The citizen was a clerk at an electronics store who was asked by a customer to transfer a video to a DVD that showed 10 men shooting weapons at a firing range and calling for jihad, or holy war.
The clerk went to authorities, who infiltrated the group and discovered the scheme to assault the Fort Dix Army base and murder U.S. soldiers with automatic weapons and rocket-propelled grenades. The suspects also talked about attacking other military bases. “If we didn’t get that tip, I couldn’t be sure what would happen,” said U.S. Attorney Christopher Christie.
We can’t help but be reminded of the 1999 Columbine High School shootings and wish that authorities had taken seriously the tips from parents, school officials and students who reported the violent website, essays and video in which the two attackers tested weapons later used on classmates.
The message for all of us in the Fort Dix case is to keep our wits about us without becoming paranoid – and to take responsible action if something seems amiss. We know all too well from Columbine and more recently Virginia Tech that madmen don’t always act impulsively. They take the time to hatch their plots. In both campus tragedies there were red flags that no one took seriously as the attackers planned their moment.
We have to wonder how it was that one of the Fort Dix suspects could have used his pizza delivery job to scout the military base without raising suspicions. It may be that the military needs to raise its own awareness – or cancel its pizza deliveries.

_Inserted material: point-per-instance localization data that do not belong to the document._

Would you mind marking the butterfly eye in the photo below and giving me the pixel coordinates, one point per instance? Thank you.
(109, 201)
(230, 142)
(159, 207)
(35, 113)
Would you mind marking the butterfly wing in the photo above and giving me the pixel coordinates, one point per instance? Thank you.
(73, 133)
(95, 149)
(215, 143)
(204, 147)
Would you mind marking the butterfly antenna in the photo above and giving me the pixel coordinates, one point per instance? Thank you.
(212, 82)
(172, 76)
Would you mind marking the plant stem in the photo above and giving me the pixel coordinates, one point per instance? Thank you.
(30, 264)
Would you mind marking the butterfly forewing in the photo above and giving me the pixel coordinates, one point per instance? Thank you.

The six Fort Dix suspects, all Muslims from Yugoslavia, Jordan and Turkey, were apparently not tied to any international terrorist group but were rather what authorities are calling a “brand-new form of terrorism,” involving smaller, loosely created groups that are not directly connected to al-Qaeda but are inspired by its ideology. Though some were in the United States illegally, others were not. They lived ordinary working lives, which seems all the more reason to be on guard.
FBI agent J.P. Weis said, “They operate under the radar.” All the more reason for Americans to practice vigilance.